Whether working from a cramped airplane seat, noisy coffee shop or a less-than-private hotel lobby, salespeople—the original business nomads—are more familiar than anyone with the challenges of staying productive while on the move.
The latest tech gadgets make it easier to stay connected, but even the most powerful PDA can't replace the resources a professional office environment provides. The dilemma is that the company facilities that provide an impressive space to host clients, a quiet office to finish an urgent presentation and assistants to help assemble sales materials aren't always available to salespeople who spend most of their working hours away from the office.
Rethinking old solutions
Some organizations address the problem by leasing and outfitting full-time sales outposts in every territory they serve. But the heavy start-up costs and risks associated with traditional real estate can easily outweigh the benefits, especially when the office space likely will be empty more than half the time. Every hour that space goes unoccupied, precious financial, human and natural resources are misspent. Some estimates put the nationwide toll of this wasted office space in the range of $250 billion a year.
Another response has been to eliminate the real estate expense altogether, designating fully mobile employees who are expected to work from home when they need an office. And in many cases, remote sales professionals have no "real" office at all, instead making their base camp at home. It's an ideal solution for some, but it doesn't work for everyone.

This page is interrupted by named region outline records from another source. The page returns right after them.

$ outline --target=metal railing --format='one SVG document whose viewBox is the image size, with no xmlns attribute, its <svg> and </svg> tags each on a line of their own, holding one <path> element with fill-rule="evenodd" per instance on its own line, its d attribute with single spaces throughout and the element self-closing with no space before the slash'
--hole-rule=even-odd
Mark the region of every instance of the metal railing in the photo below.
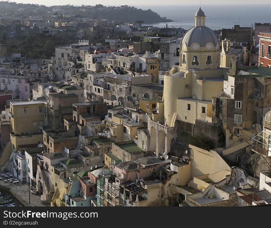
<svg viewBox="0 0 271 228">
<path fill-rule="evenodd" d="M 268 137 L 263 137 L 264 134 Z M 253 151 L 266 157 L 271 157 L 271 138 L 270 134 L 264 132 L 253 137 L 252 140 L 251 149 Z"/>
</svg>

The truth is, despite all the tools available to today's mobile and home-based workers, most employees still depend on access to professional services and support—the kind only a real office can provide—in order to do their best work.
Finding a middle ground
So then, how can sales managers continue to provide their employees with the resources they need without blowing their budget? The answer may be found in a variety of flexible workplace solutions that give mobile employees the ability to work how, when and where it suits them best. Here's an overview of some of the most popular strategies:
The anytime, anywhere office. Forward-thinking employers are empowering sales teams to work without ties to any particular satellite office. This approach still includes supplying the usual toolbelt of wireless gadgets, but it also means granting employees access to more places where they can be productive.
In fact, today's mobile workers have more choices than ever for where they can work. So-called "third places"—such as public gathering spots, bookstores and copy centers with high-speed Internet access—are popular choices for more casual work. But when a more professional and private setting is required for your reps' purposes, fully furnished and equipped business centers fit the bill.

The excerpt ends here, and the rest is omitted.